A esta columna no le gustan las filtraciones de documentos de gobierno. Ni las de Assange o Snowden, ni la reciente de Peniley Ramírez. No critico a los periodistas, sino que creo que no toda la información que se mueve al interior del gobierno debe necesariamente conocerse. Fuera de contexto, parcial, esa información provoca confusión. Seguramente habrá personas que consideren que el derecho a la información va antes que cualquier otra consideración, porque nunca han trabajado en el gobierno, o porque desearían que desapareciese. No es el caso de esta columna.
El caos que hay ahora alrededor de la masacre de Iguala de hace ocho años no tiene su origen en la filtración. El origen es el uso político e ideológico de un evento extraordinario del crimen organizado. Se le dio a ese evento la atención que se le negó a mayores masacres en Allende, o San Fernando, por poner ejemplos, debido a que las víctimas provenían de una normal rural, la más emblemática de todas, la Raúl Isidro Burgos, mejor conocida como Normal de Ayotzinapa. De ella egresaron Genaro Vázquez y Lucio Cabañas. El primero, fundador de la Asociación Cívica Nacional Revolucionaria; el segundo, del Partido de los Pobres, y de su Brigada Campesina de Ajusticiamiento.
Como debería saberse, las normales rurales son centros de adiestramiento guerrillero controlados por la Federación de Estudiantes Campesinos Socialistas de México (FECSM), organización semiclandestina que desde hace décadas es sospechosa de tener nexos con el crimen. También es conocido que el Ejército ha ocupado Guerrero desde los tiempos de Rubén Figueroa padre, quien fue secuestrado, durante su campaña a la gubernatura, por Lucio Cabañas. Eran los tiempos de Luis Echeverría (¿le suena?), que no dudó en barrer el estado con los militares, que desde entonces ocupan, literalmente, el territorio.

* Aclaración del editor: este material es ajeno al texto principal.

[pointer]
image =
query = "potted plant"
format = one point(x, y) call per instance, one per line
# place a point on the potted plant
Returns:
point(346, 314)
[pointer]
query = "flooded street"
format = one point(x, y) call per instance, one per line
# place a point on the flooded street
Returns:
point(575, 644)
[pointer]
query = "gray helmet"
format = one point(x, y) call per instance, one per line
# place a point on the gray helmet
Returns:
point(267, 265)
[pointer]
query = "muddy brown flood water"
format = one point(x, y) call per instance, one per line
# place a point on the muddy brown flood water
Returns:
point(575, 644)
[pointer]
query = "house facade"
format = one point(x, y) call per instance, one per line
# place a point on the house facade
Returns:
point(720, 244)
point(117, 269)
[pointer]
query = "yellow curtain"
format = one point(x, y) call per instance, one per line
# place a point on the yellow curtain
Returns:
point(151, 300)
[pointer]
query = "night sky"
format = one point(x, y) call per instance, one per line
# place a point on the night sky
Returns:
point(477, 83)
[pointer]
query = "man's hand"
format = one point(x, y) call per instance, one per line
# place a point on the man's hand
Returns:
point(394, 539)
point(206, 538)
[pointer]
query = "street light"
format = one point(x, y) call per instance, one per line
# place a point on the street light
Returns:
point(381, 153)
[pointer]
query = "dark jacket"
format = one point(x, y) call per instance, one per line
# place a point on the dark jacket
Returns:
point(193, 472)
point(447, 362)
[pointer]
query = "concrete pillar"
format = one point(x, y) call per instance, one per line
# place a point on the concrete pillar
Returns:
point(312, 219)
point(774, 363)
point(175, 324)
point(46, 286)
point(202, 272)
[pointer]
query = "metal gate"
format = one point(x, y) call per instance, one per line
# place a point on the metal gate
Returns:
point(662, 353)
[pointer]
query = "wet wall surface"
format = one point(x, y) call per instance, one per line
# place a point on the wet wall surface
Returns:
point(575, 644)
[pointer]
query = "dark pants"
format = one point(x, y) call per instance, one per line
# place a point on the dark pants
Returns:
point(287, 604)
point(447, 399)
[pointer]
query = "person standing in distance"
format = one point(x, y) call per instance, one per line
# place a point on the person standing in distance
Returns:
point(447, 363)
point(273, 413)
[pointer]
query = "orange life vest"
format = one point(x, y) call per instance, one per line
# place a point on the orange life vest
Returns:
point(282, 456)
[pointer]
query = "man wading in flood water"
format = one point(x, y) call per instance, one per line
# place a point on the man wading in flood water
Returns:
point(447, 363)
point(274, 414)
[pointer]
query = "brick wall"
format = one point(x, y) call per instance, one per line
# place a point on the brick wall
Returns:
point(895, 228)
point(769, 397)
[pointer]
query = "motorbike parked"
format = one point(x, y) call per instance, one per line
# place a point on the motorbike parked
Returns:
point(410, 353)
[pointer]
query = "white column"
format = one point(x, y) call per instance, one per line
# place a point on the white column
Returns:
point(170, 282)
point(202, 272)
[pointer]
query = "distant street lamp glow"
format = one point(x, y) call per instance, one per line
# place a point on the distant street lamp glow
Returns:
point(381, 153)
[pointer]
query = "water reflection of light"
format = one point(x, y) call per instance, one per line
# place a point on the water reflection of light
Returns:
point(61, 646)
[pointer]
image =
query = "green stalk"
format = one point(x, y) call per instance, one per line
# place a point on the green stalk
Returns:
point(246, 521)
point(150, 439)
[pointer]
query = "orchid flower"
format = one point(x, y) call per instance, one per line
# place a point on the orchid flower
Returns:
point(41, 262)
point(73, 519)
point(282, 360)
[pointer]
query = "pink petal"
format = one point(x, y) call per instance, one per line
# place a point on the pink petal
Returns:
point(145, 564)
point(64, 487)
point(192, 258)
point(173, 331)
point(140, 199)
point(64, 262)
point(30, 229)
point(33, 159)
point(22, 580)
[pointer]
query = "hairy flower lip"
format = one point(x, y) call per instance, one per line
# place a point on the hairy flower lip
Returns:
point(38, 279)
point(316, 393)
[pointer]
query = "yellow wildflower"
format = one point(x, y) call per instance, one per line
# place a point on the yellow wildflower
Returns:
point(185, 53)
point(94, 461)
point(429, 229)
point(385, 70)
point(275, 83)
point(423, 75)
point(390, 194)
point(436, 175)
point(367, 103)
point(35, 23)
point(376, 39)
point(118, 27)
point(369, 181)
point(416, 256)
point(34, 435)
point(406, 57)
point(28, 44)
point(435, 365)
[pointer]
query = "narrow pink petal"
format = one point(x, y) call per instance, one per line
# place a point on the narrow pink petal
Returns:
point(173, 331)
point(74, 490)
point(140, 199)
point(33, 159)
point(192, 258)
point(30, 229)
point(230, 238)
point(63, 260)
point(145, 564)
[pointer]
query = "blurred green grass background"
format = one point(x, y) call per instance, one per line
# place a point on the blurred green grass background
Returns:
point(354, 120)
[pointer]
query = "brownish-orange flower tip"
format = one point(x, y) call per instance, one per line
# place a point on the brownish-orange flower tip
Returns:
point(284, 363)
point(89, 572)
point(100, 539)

De todo lo anterior no puede, ni debe, suponerse culpabilidad de nadie. Ni se trata de revictimizar a los jóvenes asesinados, ni de culpar al Ejército, ni necesariamente de responsabilizar a los gobiernos del estado y municipios. Lo que intento con esta muy somera descripción es mostrar que la masacre de Iguala hace ocho años ocurre en la intersección de dinámicas de violencia e infiltración criminal de más de medio siglo. Cualquier investigación seria habría tenido que jalar hebras de un tejido que muy pocos, en realidad, quieren conocer.

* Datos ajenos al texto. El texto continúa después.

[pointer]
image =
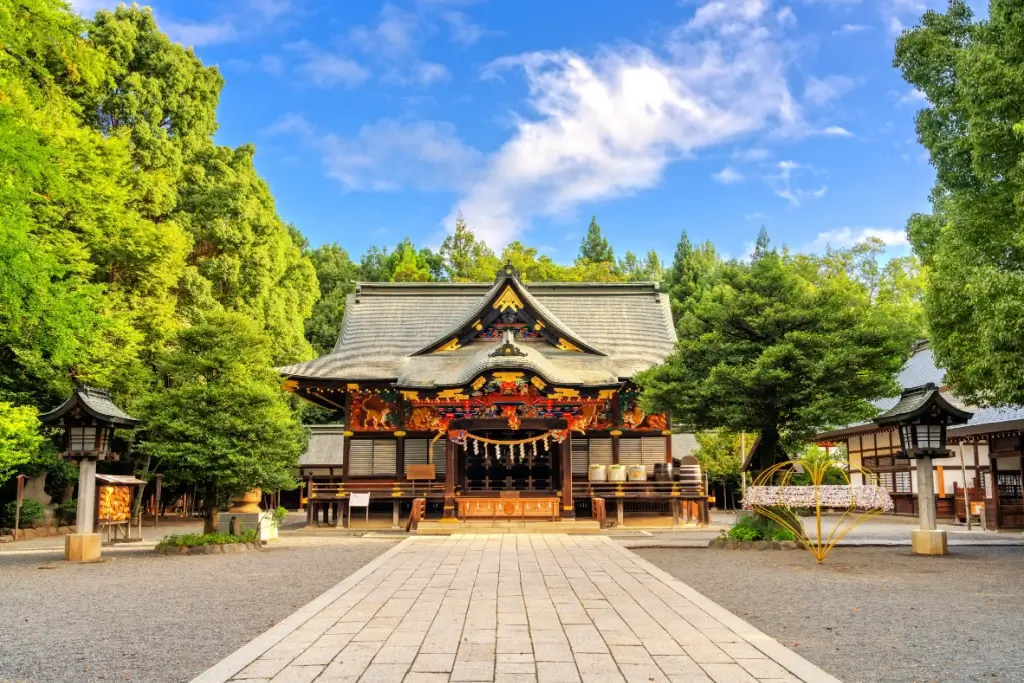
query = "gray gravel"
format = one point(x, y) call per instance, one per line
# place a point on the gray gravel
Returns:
point(873, 613)
point(139, 616)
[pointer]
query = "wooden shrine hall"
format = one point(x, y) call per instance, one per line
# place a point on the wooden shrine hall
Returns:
point(494, 400)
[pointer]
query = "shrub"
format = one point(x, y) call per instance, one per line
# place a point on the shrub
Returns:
point(197, 540)
point(32, 512)
point(67, 512)
point(745, 529)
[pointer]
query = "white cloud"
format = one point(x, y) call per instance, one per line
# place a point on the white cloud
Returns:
point(464, 31)
point(608, 125)
point(272, 65)
point(783, 182)
point(786, 17)
point(837, 130)
point(389, 155)
point(752, 155)
point(850, 29)
point(326, 70)
point(822, 90)
point(421, 73)
point(251, 17)
point(393, 36)
point(848, 237)
point(727, 176)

Si bajo el gobierno de Peña Nieto se centró la culpa en un grupo criminal que habría asesinado y desaparecido a los jóvenes, evitando profundizar en la red de complicidades que hay en Guerrero, bajo el actual parece que se busca culpar a un destacamento del Ejército, olvidando otra red de complicidades muy cercana a las bases morenistas. Entrar en serio al tema obligaría a explicar el control de partidos “de izquierda” en esa región, desentrañar su relación con los grupos criminales, aclarar la protección militar que supuestamente reciben, identificar a la dirigencia de la FECSM, explicar la razón de ser de las normales rurales, seguir los hilos incluso de los recursos del secuestro de Figueroa que financiaron la compra de Monterrey 50, y que en los años 80 costaron la vida a dos vigilantes del periódico La Jornada, establecer con claridad las conexiones entre esos movimientos y la CNTE, de la que proviene la actual secretaria de Educación…, y mucho más.

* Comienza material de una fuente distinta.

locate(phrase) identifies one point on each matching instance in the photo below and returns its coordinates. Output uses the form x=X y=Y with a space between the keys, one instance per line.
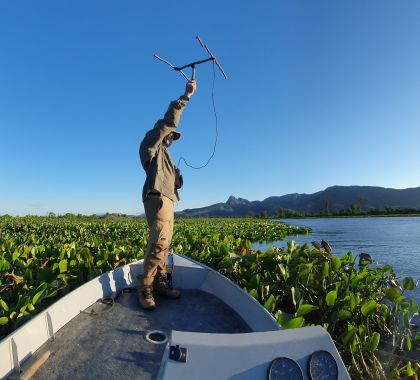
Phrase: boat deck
x=110 y=343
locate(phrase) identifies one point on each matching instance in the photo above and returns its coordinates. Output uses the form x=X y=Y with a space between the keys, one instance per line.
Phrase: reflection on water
x=394 y=241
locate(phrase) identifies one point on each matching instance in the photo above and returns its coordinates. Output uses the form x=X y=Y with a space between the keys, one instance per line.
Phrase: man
x=160 y=191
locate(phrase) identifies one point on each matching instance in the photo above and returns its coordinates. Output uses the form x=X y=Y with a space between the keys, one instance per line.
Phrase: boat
x=214 y=331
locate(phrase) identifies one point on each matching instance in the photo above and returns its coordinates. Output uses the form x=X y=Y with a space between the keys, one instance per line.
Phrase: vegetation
x=361 y=304
x=354 y=210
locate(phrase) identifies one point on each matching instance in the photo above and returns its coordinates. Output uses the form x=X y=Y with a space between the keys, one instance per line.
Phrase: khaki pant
x=160 y=218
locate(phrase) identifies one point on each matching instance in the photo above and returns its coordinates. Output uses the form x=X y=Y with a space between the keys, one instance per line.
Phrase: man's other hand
x=190 y=88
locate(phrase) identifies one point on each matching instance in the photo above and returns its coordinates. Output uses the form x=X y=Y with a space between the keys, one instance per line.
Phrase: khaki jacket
x=155 y=158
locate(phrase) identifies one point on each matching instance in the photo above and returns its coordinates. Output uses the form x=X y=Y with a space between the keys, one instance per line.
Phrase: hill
x=332 y=199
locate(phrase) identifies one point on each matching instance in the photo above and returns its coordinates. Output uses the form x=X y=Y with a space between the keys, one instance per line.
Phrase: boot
x=145 y=297
x=162 y=287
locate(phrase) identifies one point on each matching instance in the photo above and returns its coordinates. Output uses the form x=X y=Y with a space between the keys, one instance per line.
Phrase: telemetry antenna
x=193 y=64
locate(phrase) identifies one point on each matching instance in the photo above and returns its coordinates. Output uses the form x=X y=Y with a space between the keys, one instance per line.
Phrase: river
x=389 y=240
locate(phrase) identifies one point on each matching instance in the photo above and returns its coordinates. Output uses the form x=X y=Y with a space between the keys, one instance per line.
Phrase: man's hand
x=190 y=88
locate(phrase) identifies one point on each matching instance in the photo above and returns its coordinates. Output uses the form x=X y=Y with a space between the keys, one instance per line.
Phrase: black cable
x=217 y=131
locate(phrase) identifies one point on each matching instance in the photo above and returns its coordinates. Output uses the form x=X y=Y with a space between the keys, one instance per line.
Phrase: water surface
x=389 y=240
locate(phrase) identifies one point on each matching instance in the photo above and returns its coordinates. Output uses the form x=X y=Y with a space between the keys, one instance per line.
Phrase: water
x=394 y=241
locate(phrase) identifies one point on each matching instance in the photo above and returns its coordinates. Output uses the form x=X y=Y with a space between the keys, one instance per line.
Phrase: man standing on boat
x=160 y=191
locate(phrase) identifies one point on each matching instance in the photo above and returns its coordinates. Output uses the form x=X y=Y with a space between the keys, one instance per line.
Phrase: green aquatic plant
x=362 y=304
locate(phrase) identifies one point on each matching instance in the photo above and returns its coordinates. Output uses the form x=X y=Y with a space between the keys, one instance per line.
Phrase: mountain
x=332 y=199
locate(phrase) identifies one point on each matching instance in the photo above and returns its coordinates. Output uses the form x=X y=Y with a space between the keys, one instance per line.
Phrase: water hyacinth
x=362 y=304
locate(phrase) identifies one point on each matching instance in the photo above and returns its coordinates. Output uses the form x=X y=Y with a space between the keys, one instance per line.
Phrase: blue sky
x=320 y=93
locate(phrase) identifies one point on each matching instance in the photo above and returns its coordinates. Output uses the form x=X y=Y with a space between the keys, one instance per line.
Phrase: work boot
x=162 y=287
x=145 y=296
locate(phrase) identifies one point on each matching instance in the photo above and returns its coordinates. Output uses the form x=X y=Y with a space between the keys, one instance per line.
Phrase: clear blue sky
x=320 y=93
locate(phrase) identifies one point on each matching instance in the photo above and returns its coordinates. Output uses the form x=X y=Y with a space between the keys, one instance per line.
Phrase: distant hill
x=332 y=199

Creo que nadie, entre los políticos mexicanos y las Fuerzas Armadas, quiere realmente entender qué ocurrió hace ocho años. Algunos, sin embargo, quisieron usarlo para su beneficio, y hoy les estalla en las manos. Como les ha estallado todo, porque un discurso antisistémico es imposible de sostener desde el poder, no importa el esfuerzo del merolico.
La implosión de los echeverristas es ya un tema de seguridad nacional, como hemos dicho.